A project working with families with children with autism and physical disabilities across Northern Ireland including in the Causeway Coast area is sharing in funding worth almost £3.5 million from the Big Lottery Fund’s Supporting Families programme.
Assistance Dogs Northern Ireland received £697,825 for the five-year Supporting Children, Supporting Families project. It is training, placing and supporting 75 assistance dogs with families who have a child aged 11 and under with autism or physical disabilities. It is one of five projects awarded funding totalling £3,468,110 million on July 31st (see separate attachment for full list of awards)
The group is working with Disability Action, Autism NI and Autism Advisory and Intervention Service to support families across Northern Ireland.
The dogs encourage independence, confidence and well being by carrying out everyday tasks including picking up items and opening and closing doors, and guide and anchor children with autism who may be at risk of ‘bolting’ on busy streets.
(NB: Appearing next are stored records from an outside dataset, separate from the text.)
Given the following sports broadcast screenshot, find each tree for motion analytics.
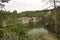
[0,0,10,38]
[42,0,60,40]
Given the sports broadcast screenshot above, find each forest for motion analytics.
[0,7,60,40]
[0,0,60,40]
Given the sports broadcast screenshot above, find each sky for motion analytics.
[5,0,58,12]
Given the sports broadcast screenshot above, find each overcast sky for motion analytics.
[5,0,54,12]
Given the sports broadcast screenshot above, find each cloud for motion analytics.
[5,0,51,12]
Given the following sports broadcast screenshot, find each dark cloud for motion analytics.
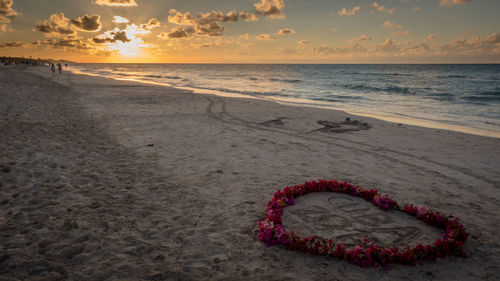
[93,30,130,44]
[95,0,137,7]
[441,32,500,55]
[71,15,102,32]
[253,0,285,18]
[35,13,76,37]
[0,0,17,23]
[0,41,29,48]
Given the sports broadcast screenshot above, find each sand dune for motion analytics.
[0,66,500,280]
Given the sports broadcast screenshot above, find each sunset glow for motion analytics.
[0,0,500,63]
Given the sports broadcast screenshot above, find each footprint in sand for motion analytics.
[311,117,372,133]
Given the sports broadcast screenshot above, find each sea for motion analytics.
[70,64,500,138]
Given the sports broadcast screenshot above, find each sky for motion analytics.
[0,0,500,63]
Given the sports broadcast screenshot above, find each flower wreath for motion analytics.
[259,179,469,268]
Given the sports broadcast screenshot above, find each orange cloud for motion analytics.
[278,27,296,35]
[382,21,403,29]
[253,0,285,19]
[95,0,137,7]
[370,2,396,14]
[337,6,361,16]
[439,0,469,6]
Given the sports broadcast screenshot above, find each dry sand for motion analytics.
[0,66,500,281]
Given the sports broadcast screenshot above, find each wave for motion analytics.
[343,84,415,95]
[436,74,468,78]
[427,93,455,100]
[461,92,500,101]
[339,72,416,76]
[269,78,304,83]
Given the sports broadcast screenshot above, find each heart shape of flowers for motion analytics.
[259,179,469,269]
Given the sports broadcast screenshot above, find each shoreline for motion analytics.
[65,63,500,138]
[0,64,500,281]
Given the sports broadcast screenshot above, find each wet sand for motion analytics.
[0,66,500,280]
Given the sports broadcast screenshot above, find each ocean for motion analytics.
[70,64,500,137]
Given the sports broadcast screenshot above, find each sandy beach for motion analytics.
[0,66,500,281]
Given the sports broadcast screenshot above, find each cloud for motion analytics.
[71,15,102,32]
[33,38,95,51]
[370,2,397,14]
[159,26,194,39]
[168,9,257,37]
[337,6,361,16]
[0,41,29,48]
[113,16,130,23]
[278,27,296,35]
[93,29,131,44]
[375,38,400,54]
[238,33,250,40]
[195,22,226,37]
[311,44,367,56]
[0,0,17,23]
[255,34,278,40]
[347,34,372,42]
[95,0,137,7]
[356,34,372,41]
[382,21,403,29]
[392,30,413,36]
[141,18,161,29]
[439,0,469,7]
[253,0,285,19]
[441,32,500,55]
[424,33,436,43]
[35,13,76,37]
[405,43,432,55]
[239,12,258,21]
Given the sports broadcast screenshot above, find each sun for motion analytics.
[108,24,151,58]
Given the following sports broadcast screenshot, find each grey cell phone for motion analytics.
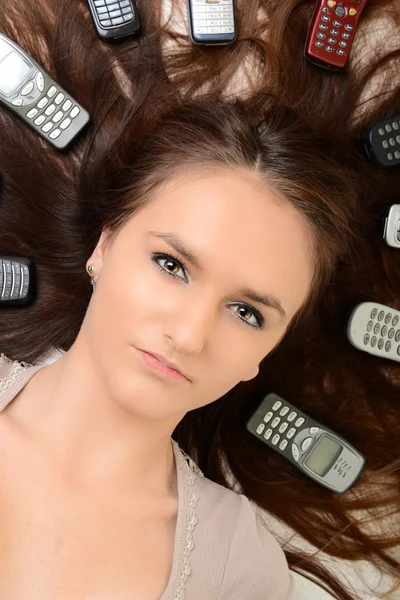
[363,115,400,167]
[0,255,36,308]
[0,33,89,150]
[347,302,400,362]
[247,393,365,494]
[188,0,237,46]
[87,0,140,42]
[383,204,400,248]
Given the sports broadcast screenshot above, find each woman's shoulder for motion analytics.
[0,353,41,411]
[184,460,292,600]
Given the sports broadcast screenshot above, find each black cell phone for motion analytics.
[304,0,367,71]
[0,33,89,150]
[87,0,141,42]
[247,394,365,494]
[0,255,36,309]
[188,0,236,46]
[363,115,400,167]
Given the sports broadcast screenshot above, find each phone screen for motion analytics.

The project also includes group trips and events, a support helpline and activities including training sessions and basic animal first aid.
The Barker family from Cullybackey, Co Antrim have had their lives transformed by a dog from Assistance Dogs NI. When Rebecca (8) was diagnosed with Asperger’s – a form of autism – her parents didn’t know where to turn.
“We didn’t know anything was ‘wrong’ until Rebecca went to school – there always seemed to be a reasonable explanation for any of the things we might have wondered at about,” said Michelle Barker, a full-time mum.
“But it became clear that Rebecca was desperately different from the rest of the kids. That was in September 2011, and by December she was diagnosed.”
Rebecca’s condition means that she has a number of sensory issues and can find many everyday situations overwhelming.
“Rebecca is constantly trying to make sense of a world where nothing seems to make sense and so she becomes extremely anxious,” said Michelle.
But after Michelle and husband Adam got in touch with Assistance Dogs NI, things began to change for the family. Eighteen months ago the group placed trained golden retriever Honey with them. Now Rebecca and Honey are so close that they’re known as the ‘Barker Girls’ in their local area. They are well known in the Portstewart area as well, where they have a holiday caravan.
Michelle said: “Rebecca calls Honey her fluffy sister. There is an incredible bond between them. Everywhere Rebecca goes, Honey goes. She is just part of the family.
“If Honey hears Rebecca crying she will go to her and lick her to calm her down. That is sorted out in a few minutes whereas before Rebecca had meltdowns that could have gone on for 15 minutes, an hour or even a week.
“Honey also encourages Rebecca to be more social and make friends. She was out crab fishing on the north coast the other day with her dad and a few kids came up to see Honey. She was able to talk away and tell them all about Honey – then the next thing was she was knocking about with these kids.
“It’s hard to put into words how they connect with each other – it’s like a sixth sense – but once Honey puts on her purple Assistance Dog jacket she works so hard. She’s always scanning for anything that might be dangerous or frightening.
She added: “Honey is the best anxiety buster you’ll ever get. I couldn’t begin to tell you how she has changed our lives.”
Michelle is delighted that thanks to this new funding from the Big Lottery Fund, more families with children with autism or physical disabilities will benefit from support from Assistance Dogs NI.
“The support we’ve got from Assistance Dogs has been amazing. I know that if I have an issue with Honey I can phone them any time,” she said.
For Patricia Whyte, vice-chair of Assistance Dogs NI, Rebecca and Honey’s story sums up what their work is about.
“These dogs are benefitting families in so many different ways. They are allowing them to live and be part of their community. They are a therapy for the whole family and are just transforming people’s lives,” she said.
Joanne McDowell, Big Lottery Fund NI Director, said: “We are delighted to be funding these five new projects through our Supporting Families programme. They will all strengthen families’ ability to cope with the challenges they face. We hope they will have a really positive impact on the lives of people who need our help the most.”